The House made it the judge’s job to determine whether parents are notified, and only after the judge grants or denies the consent.
Some measures drew attention when they didn’t pass. In the Senate, a bipartisan push to pass a hate crimes bill was not called down for a floor vote. Sen. Tim Lanane (D-Anderson) summed up supporters’ sentiments.
“I’m very sorry that we couldn’t find the courage in this body to take this matter up…I guess we’ll say again, ‘Maybe next year,’” Lanane said.
And in the House, a bill reforming Indiana’s redistricting process – backed by Bosma – couldn’t even get a vote in committee. The speaker was blunt about its failure.
“Some of the members of the Elections Committee had a lot of questions about it. I’m not convinced it would have come out of committee if it had a vote,” Bosma said.
And then there was alcohol – the issue no one saw coming and leadership wasn’t happy showed up.
Convenience store owner Jay Ricker acquired restaurant permits for two of his convenience stores. Those permits allowed him to sell cold beer and hard liquor for carryout – previously, a right reserved almost solely for liquor stores. That provoked a swift response from lawmakers like Bosma.
“We are definitely addressing their permits, which are significantly different than anything that the ATC had issued before,” Bosma said.
Their final solution was to keep the status quo for all existing permit holders…except Ricker’s, which will likely lose its licenses next year. As one might expect, Jay Ricker wasn’t happy.

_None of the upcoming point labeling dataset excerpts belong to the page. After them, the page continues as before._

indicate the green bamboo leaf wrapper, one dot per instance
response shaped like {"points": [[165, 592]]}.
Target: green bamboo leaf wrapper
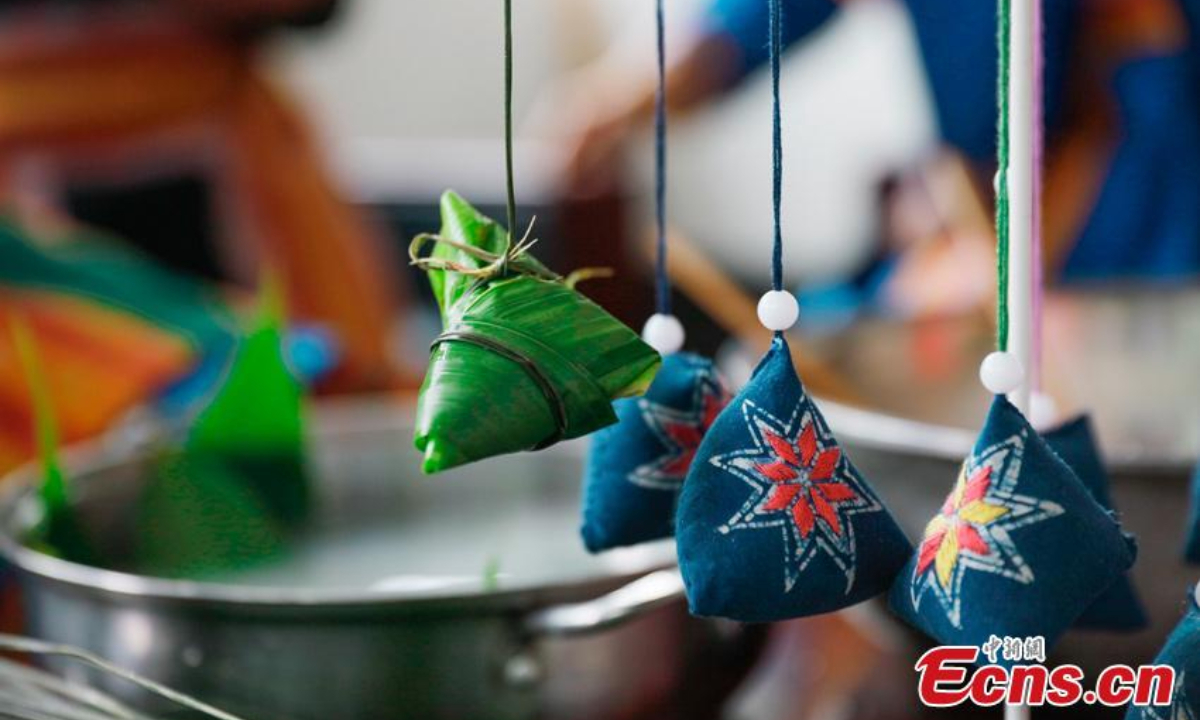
{"points": [[513, 345]]}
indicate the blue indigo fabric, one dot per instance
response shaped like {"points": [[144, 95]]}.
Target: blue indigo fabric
{"points": [[637, 466], [774, 522], [1119, 607], [1182, 652], [1019, 549]]}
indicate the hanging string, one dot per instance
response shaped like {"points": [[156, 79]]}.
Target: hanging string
{"points": [[663, 282], [1003, 35], [508, 119], [777, 48], [1038, 172]]}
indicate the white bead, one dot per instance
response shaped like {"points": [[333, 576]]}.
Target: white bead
{"points": [[1043, 412], [664, 333], [779, 310], [1001, 373]]}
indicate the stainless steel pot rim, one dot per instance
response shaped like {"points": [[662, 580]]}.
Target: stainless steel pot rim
{"points": [[18, 489]]}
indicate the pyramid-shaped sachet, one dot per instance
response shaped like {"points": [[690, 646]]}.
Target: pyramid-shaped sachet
{"points": [[636, 468], [523, 359], [1117, 607], [774, 522], [1182, 653], [1192, 551], [1019, 549]]}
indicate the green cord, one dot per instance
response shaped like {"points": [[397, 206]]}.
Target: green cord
{"points": [[508, 117], [1003, 36]]}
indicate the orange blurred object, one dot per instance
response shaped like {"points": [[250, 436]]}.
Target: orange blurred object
{"points": [[111, 96], [99, 364]]}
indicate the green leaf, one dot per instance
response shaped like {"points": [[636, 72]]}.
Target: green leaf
{"points": [[480, 395], [61, 531]]}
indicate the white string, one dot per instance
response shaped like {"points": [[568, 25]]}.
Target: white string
{"points": [[1020, 214], [1020, 192]]}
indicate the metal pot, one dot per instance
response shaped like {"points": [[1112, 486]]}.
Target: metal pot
{"points": [[389, 612]]}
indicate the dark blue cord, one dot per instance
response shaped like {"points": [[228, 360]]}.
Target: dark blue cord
{"points": [[777, 42], [663, 282]]}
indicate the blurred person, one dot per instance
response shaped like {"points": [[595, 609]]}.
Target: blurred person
{"points": [[1121, 109], [156, 123]]}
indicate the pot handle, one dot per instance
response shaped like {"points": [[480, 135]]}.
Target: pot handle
{"points": [[634, 600]]}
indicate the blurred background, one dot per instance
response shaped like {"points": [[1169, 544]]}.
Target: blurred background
{"points": [[160, 160]]}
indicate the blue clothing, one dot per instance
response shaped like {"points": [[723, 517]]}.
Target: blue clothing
{"points": [[1147, 216]]}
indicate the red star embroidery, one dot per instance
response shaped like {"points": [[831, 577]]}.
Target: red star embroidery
{"points": [[804, 483]]}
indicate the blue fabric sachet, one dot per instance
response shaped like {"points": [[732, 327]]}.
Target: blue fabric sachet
{"points": [[1182, 652], [1119, 607], [774, 522], [637, 466], [1018, 550]]}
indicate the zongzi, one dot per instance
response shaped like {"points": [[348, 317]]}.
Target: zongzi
{"points": [[523, 360]]}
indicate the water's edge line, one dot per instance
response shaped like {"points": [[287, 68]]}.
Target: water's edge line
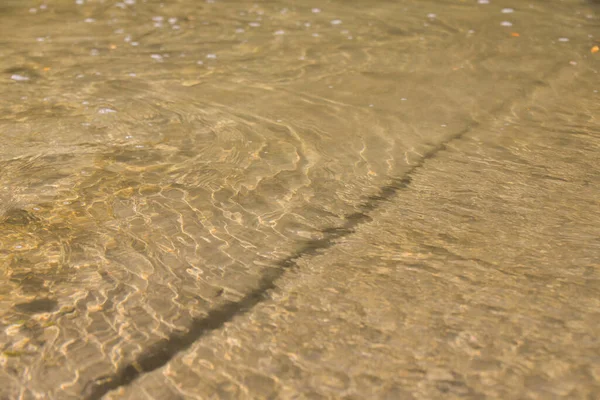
{"points": [[159, 354]]}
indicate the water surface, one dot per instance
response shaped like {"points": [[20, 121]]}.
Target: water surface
{"points": [[233, 199]]}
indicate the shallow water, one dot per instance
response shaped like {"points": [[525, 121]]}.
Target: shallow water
{"points": [[230, 199]]}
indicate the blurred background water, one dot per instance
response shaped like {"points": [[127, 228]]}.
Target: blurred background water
{"points": [[285, 199]]}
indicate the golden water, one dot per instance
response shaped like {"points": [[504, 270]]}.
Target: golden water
{"points": [[281, 199]]}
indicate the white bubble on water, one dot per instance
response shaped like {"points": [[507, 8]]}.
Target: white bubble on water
{"points": [[106, 110], [19, 78]]}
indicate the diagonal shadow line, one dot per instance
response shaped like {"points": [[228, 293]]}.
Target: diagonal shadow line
{"points": [[164, 350]]}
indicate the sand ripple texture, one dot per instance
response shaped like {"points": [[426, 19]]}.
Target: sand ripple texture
{"points": [[280, 200]]}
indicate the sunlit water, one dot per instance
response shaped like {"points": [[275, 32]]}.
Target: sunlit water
{"points": [[278, 199]]}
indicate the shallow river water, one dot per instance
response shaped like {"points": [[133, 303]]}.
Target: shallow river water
{"points": [[299, 199]]}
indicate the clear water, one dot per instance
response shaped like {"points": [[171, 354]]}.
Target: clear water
{"points": [[278, 199]]}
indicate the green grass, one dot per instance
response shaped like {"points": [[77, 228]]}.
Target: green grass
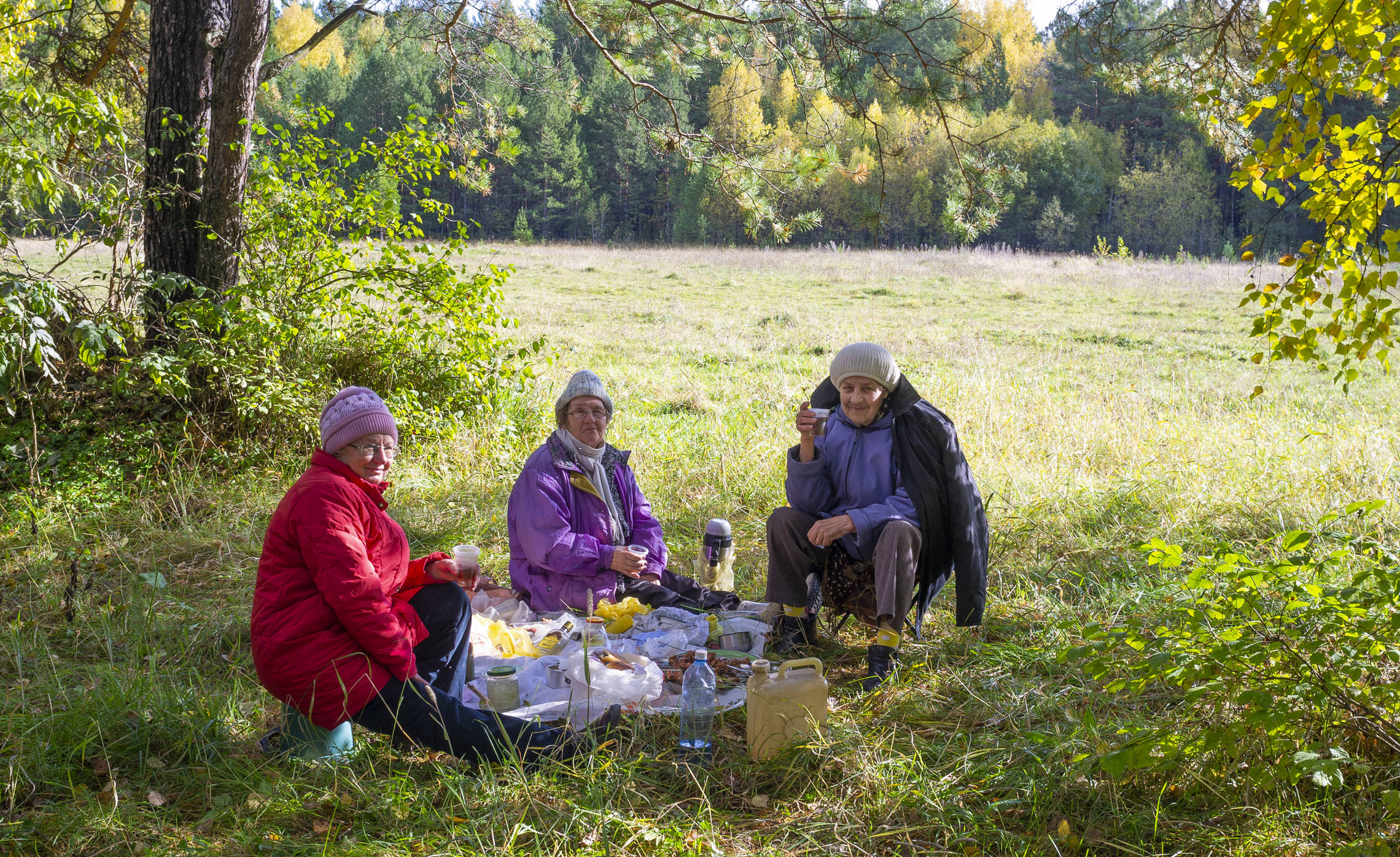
{"points": [[1099, 405]]}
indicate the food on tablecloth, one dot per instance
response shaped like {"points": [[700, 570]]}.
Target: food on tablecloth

“I’m just shocked that they won’t listen. It appears that the leadership in many cases has singled us out,” Ricker said.
But in the end, everything circled back to road funding. And after months of haggling, legislators agreed on a tax-raising, fee-creating, revenue-producing infrastructure plan. Senate President Pro Tem David Long (R-Fort Wayne) was effusive in his praise.
“We’re not kicking the can down the road. We’re taking responsibility for what we need to do for today and for tomorrow in our state so we don’t dump this debt and this problem on our kids. I’m very proud of that,” Long said.
Praise for the bill isn’t universal, though. Taxpayer advocacy groups argued the measure’s tax hikes were unwarranted, with some pledging retribution at the ballot box.
But that opportunity won’t come until next year,and Speaker Bosma says the legislature will already be moving on to their next challenge.